With justice authorities in New York stepping up an investigation into the role of US banks in the case, Fausto Tonna was taken from prison for more questioning by public prosecutors on Monday in Parma, the northern Italian city close to Parmalat Finanziaria SpA's headquarters.
Prosecutors have accused Tonna of helping build a web of offshore holding companies with fictitious assets that left the global food group with an accounting black hole investigators believe could exceed 10 billion euros ($12.7 billion).
A judicial source said former chief financial officer Tonna, reiterated during an interrogation he had obeyed instructions from Parmalat founder Calisto Tanzi.
"I was only following Tanzi's orders," he was quoted by the source as telling the prosecutors.
Earlier, Tonna turned angrily on the media, telling a group of journalists at the prosecutors' office: "I wish you and your families a slow and painful death."
Huge accounting gap
Parmalat's crisis exploded just over two weeks ago when its new managers revealed an initial four-billion-euro gap in its accounts, forcing the company to seek protection from creditors.
"I was only following Tanzi's orders"
Former Parmalat finance chief
Tanzi, also under arrest, has admitted to diverting about 500 million euros from Parmalat, in particular to family tourism companies, but denies he knew how it was done. He has also said the accounting gap could be as big as eight billion euros.
A source close to the probe said on Monday that seized documents showed cash had been pumped into AC Parma, one of Italy's top soccer clubs, which is owned by Parmalat, and more money was missing from a tourism business than previously feared.
"We get a surprise with every company we look at," he said. "There was systematic falsification and there are cracks all over the place."
Italy's market regulator Consob on Monday asked a court in Parma to annul Parmalat's 2002 accounts, showing a net profit of 252 million euros, after the group failed to comply with accounting standards.
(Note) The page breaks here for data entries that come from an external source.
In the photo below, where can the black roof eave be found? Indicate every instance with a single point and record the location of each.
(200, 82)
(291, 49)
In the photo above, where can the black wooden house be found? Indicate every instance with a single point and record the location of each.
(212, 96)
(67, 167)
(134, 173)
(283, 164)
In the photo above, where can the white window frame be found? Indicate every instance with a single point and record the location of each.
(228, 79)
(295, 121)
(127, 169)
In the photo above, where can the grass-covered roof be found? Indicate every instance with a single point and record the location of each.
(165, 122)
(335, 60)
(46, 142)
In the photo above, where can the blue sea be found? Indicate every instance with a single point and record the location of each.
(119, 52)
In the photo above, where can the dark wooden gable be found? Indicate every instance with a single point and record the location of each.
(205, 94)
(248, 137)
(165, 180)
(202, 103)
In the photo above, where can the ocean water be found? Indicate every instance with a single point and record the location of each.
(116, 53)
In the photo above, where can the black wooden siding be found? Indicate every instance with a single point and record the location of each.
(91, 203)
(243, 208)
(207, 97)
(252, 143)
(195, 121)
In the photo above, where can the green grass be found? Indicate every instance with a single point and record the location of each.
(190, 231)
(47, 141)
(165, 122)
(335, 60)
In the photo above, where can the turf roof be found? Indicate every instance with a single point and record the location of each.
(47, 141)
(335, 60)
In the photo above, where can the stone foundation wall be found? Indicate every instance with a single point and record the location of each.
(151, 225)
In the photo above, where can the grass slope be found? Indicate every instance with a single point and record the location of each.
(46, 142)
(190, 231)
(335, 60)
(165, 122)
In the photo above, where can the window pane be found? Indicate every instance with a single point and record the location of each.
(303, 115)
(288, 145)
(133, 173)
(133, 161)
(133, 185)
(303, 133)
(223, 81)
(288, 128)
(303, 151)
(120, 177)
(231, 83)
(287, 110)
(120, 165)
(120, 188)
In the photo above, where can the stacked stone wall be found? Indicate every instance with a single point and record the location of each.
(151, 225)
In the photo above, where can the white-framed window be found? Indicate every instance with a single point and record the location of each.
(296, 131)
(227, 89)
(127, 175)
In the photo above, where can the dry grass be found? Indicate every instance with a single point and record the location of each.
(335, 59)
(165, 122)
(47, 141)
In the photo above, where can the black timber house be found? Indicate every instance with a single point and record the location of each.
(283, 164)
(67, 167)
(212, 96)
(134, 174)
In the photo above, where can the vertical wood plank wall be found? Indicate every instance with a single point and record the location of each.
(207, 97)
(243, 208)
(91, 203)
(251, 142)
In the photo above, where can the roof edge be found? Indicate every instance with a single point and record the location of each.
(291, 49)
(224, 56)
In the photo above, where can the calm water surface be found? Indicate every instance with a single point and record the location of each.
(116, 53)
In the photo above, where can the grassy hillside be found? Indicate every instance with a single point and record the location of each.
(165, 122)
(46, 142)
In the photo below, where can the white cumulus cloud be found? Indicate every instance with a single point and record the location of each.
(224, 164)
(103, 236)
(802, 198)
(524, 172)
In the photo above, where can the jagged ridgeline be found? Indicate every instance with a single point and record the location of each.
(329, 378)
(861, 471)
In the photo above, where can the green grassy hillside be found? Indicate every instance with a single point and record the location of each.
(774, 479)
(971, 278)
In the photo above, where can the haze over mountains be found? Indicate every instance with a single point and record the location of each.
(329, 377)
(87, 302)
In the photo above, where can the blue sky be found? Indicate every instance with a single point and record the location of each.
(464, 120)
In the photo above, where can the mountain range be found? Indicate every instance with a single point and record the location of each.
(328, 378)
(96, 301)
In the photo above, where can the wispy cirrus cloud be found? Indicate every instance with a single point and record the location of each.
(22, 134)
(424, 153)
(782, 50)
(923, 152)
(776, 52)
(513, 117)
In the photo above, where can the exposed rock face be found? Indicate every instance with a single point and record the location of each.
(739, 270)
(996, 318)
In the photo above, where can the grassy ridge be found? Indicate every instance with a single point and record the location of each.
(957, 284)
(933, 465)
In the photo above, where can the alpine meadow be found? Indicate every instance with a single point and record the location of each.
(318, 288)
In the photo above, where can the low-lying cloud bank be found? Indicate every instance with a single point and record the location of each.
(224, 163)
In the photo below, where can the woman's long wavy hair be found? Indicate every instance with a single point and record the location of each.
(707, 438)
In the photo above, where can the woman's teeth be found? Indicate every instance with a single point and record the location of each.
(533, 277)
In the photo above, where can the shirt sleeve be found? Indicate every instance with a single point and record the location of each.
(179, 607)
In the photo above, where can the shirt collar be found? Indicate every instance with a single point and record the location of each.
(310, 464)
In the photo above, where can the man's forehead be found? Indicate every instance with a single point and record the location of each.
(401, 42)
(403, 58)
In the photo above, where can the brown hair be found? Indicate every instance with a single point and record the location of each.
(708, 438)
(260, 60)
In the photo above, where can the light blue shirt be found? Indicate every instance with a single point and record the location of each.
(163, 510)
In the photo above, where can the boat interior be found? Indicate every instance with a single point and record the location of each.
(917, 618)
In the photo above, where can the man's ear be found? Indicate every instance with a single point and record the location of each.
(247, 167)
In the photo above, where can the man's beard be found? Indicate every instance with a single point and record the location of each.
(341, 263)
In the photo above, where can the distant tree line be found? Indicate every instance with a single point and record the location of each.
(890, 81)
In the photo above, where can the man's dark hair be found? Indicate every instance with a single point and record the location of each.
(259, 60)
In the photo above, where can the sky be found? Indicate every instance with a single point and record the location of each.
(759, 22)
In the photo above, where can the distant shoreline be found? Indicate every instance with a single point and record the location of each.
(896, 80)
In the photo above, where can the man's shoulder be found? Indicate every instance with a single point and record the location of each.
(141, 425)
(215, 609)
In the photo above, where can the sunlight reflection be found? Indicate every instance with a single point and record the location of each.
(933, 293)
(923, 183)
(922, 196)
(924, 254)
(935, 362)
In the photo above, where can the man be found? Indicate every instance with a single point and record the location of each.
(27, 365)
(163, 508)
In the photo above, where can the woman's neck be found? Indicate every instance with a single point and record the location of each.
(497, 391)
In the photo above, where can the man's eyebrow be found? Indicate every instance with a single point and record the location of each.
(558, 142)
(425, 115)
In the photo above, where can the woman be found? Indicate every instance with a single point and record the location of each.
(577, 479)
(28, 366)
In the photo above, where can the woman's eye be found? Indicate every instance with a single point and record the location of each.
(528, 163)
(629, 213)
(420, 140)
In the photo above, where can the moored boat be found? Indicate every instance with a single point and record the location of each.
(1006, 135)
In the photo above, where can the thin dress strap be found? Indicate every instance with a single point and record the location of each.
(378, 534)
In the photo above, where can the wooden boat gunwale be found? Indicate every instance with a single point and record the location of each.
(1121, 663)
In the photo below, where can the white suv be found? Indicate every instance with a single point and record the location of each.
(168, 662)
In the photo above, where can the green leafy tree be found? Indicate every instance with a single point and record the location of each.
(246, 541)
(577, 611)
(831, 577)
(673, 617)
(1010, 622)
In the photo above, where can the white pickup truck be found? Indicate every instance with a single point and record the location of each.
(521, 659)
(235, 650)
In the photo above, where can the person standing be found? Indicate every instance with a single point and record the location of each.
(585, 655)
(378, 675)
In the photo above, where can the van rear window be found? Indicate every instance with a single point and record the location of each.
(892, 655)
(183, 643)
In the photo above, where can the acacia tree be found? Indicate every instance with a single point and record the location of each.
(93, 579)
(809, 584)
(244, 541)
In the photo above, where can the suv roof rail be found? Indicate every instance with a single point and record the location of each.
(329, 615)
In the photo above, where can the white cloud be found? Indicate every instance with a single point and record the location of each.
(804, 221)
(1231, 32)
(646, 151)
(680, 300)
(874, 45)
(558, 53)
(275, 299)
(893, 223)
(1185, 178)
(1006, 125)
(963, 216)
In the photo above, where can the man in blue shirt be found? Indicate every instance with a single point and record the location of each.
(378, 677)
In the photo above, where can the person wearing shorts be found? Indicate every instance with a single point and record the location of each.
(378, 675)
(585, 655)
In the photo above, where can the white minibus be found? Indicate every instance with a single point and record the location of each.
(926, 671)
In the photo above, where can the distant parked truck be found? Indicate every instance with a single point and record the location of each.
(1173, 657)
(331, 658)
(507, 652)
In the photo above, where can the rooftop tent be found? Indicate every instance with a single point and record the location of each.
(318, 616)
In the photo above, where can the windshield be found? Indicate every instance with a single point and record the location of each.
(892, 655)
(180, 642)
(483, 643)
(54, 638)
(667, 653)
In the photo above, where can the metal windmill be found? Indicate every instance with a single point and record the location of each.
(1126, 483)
Parmalat's government-appointed administrator, Enrico Bondi, is expected to ask Italian banks for new loans. News reports have pegged the value of the loans between 50 million and 100 million euros.
"It is likely that meetings with bankers will take place over the course of this week," a source familiar with the matter said after Bondi met restructuring advisers Mediobanca and Lazard and said work was progressing well.
Eight people have been arrested in the probe so far and are in prison for questioning. No charges have been brought.
Prosecutors are trying to piece together where the missing money went and whether anything is left. They have contacted foreign banks for information.
Ecuadorean media have said courts there would examine Parmalat's activities in the South American country, which Tanzi visited just before his arrest.
Questions have also been raised about US banks, which helped manage the sale of about eight billion euros worth of Parmalat bonds between 1997 and 2002.
Many Parmalat factories have
been closed due to the scandal
US investors bought over $1.5 billion of Parmalat bonds.
US banks investigated
Bank of America is believed to have organised private placements of some $500 million of Parmalat bonds since 1997 and has been involved in structuring other business for the group.
The bank on Monday said it was cooperating with regulators and "other authorities."
As investment bankers came under scrutiny for their Parmalat business, a banking source said they too had been misled.
"A company's accounts are audited and it's not really for investment banks to second guess the auditors," the source said.
As well as the US Securities and Exchange Commission, Manhattan District Attorney Robert Morgenthau and the US Attorney's office in Manhattan are also involved in the probe, a source familiar with the situation told Reuters over the weekend.
Italian banks Capitalia SpA , Banca Intesa , Sanpaolo IMI SpA - three of Italy's four biggest banks - have more than one billion euros in outstanding loans to the group.
Capitalia shares fell more than three percent on Monday and Intesa closed down 1.7%.
Parma's soccer club, owned by Parmalat, was due to hold a shareholders meeting on 9 January to decide on a make-or-break capital increase to cover losses worth 77 million euros, without which the club could be forced into liquidation. Parmalat might agree to cancel debts owed by the club as a solution.